Diampromide

Clinical data
- Other names: Diampromide
- ATC code: none;

Legal status
- Legal status: AU: S9 (Prohibited substance); BR: Class A1 (Narcotic drugs); CA: Schedule I; DE: Anlage I (Authorized scientific use only); US: Schedule I; UN: Psychotropic Schedule I;

Identifiers
- IUPAC name N-[2-(Methyl-(2-phenylethyl)amino)propyl]-N-phenylpropanamide;
- CAS Number: 552-25-0;
- PubChem CID: 62370;
- DrugBank: DB01502;
- ChemSpider: 56158;
- UNII: 26G7YC77BU;
- KEGG: D12694;
- ChEMBL: ChEMBL2106220;
- CompTox Dashboard (EPA): DTXSID70862177 ;

Chemical and physical data
- Formula: C_{21}H_{28}N_{2}O
- Molar mass: 324.468 g·mol^{−1}
- 3D model (JSmol): Interactive image;
- SMILES CCC(=O)N(CC(C)N(C)CCc1ccccc1)c1ccccc1;
- InChI InChI=1S/C21H28N2O/c1-4-21(24)23(20-13-9-6-10-14-20)17-18(2)22(3)16-15-19-11-7-5-8-12-19/h5-14,18H,4,15-17H2,1-3H3; Key:RXTHKWVSXOIHJS-UHFFFAOYSA-N;

= Diampromide =

Opioid analgesic drug

Diampromide is an opioid analgesic from the ampromide family of drugs, related to other drugs such as propiram and phenampromide. It was invented in the 1960s by American Cyanamid, and can be described as a ring-opened analogue of fentanyl.

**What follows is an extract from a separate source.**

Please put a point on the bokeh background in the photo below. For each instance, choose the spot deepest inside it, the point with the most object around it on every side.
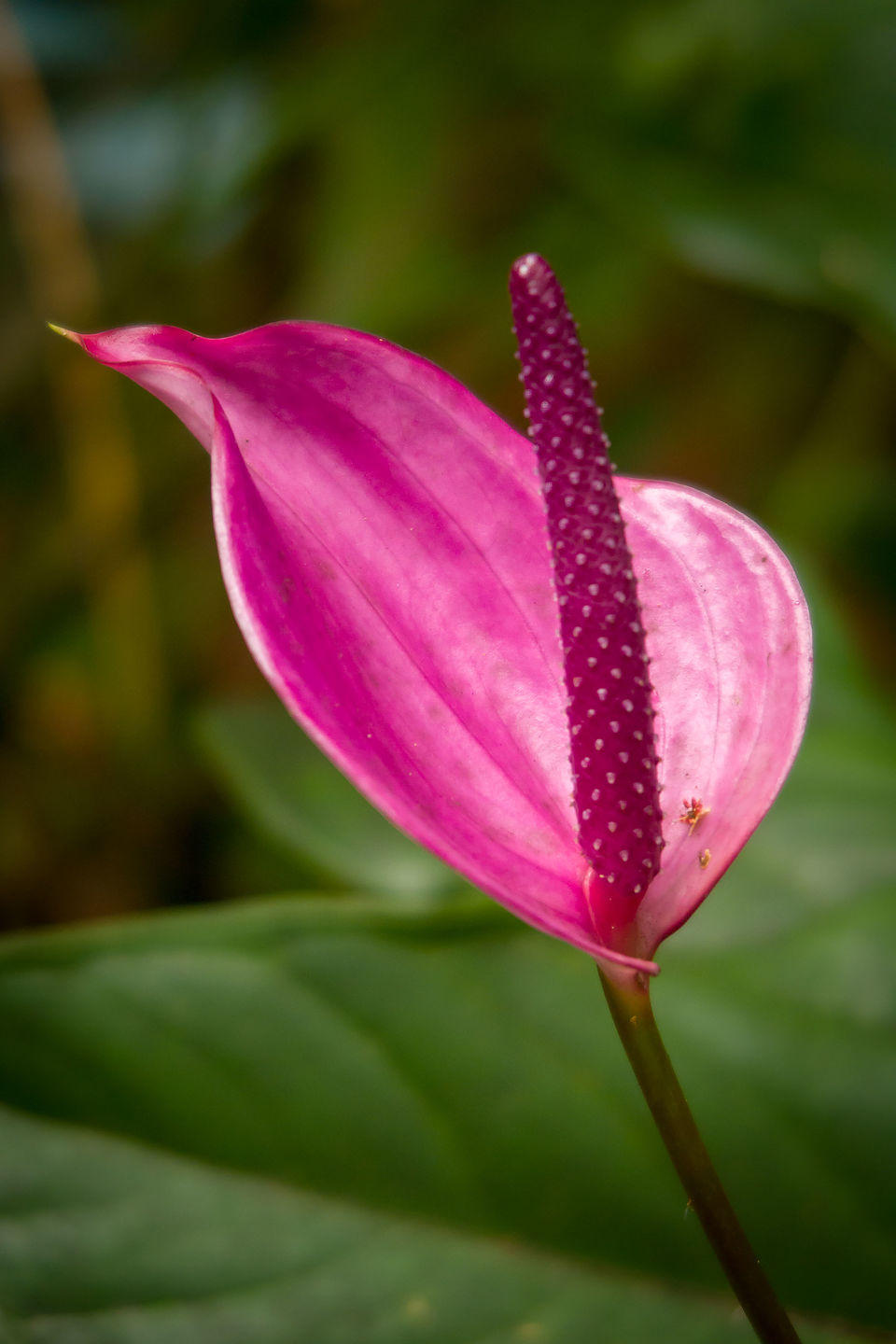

Diampromide produces similar effects to other opioids, including analgesia, sedation, dizziness and nausea, and is around the same potency as morphine.

Diampromide is in Schedule I of the Controlled Substances Act 1970 of the United States as a Narcotic with ACSCN 9615 with a zero aggregate manufacturing quota as of 2014. It is listed under the Single Convention for the Control of Narcotic Substances 1961 and is controlled in most countries in the same fashion as is morphine.